Ia menghela napas dan berkata, “Kalau begitu kejadian ini adalah kesalahan dari pihak Shen Bok Hong, yang mana tanpa alasan telah mengumpulkan kalian berempat lalu menotok jalan darah kalian dan meracuni tubuh kalian semua.”

“Selama hati kecil tak pernah berbuat salah, apa gunanya memikirkan nasib mujur atau jelek” sela Yoe Coe Ching dari Kim Long.

“Hmm, dalam ucapan itu jelas dia mengatakan bahwa asal mereka tak pernah menyalahi Shen Bok Hong, bakal mujur atau sial mereka tak pernah pikirkan dalam hati” pikir pemuda kita.

“Justru karena kalian berempat terlalu baik itulah maka Shen Bok Hong hendak mencelakai kalian” katanya.

“Kebebasan jiwa seorang koen cu bagaikan angin segar ditengah hari, hidup tidak jeri mati kenapa harus takut” kata Kho Soe Thong dari Kang Chin.

“Keempat orang ini benar-benar membingungkan, merekapun belum tentu mereka mendendam” pikir Siauw Ling.

Terdengar Soen Put shia mendengus dingin.

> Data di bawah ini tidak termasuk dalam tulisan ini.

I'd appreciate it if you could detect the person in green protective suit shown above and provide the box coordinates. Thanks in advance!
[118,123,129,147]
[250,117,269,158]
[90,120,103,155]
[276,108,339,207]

“Kalian berempat benar-benar agung dan saleh bagaikan Nabi atau Pujangga besar, aku sipengemis tua serta Boe Wie Tootiang susah payah dengan menempuh bahaya datang menolong. Eeei, siapa tahu sikap kalian begitu tawar. Huuu…. anggap saja pertolongan kami cuma sia-sia belaka, tahu begini lebih baik kalian berempat dibunuh mati saja oleh Shen Bok Hong hingga aku sipengemis tuapun tak usah ikut menderita seperti kalian.”

Coe Boen Ciang dari Lok Yang tersenyum.

“Menerima budi orang harus dibalas, menumpuk sakit hati harus dilenyapkan, sudah tentu kami tak akan melupakan budi pertolongan dari Soen thayhiap serta Boe Wie Tootiang kepada diri kami berempat.”

“Sayang aku sipengemis bukan tuan penolongmu!”

“Selama puluhan tahun kalian berempat tak pernah mencampuri urusan dunia kangouw sehingga mendapat julukan empat pujangga besar dunia persilatan” tiba-tiba Boe Wie Tootiang menimbrung. “Jadi orang memang harus bijaksana dan saleh dimana terasa perlu, namun keadaan kalian yang tidak pandang bulu benar-benar aneh dan luar biasa sekali….”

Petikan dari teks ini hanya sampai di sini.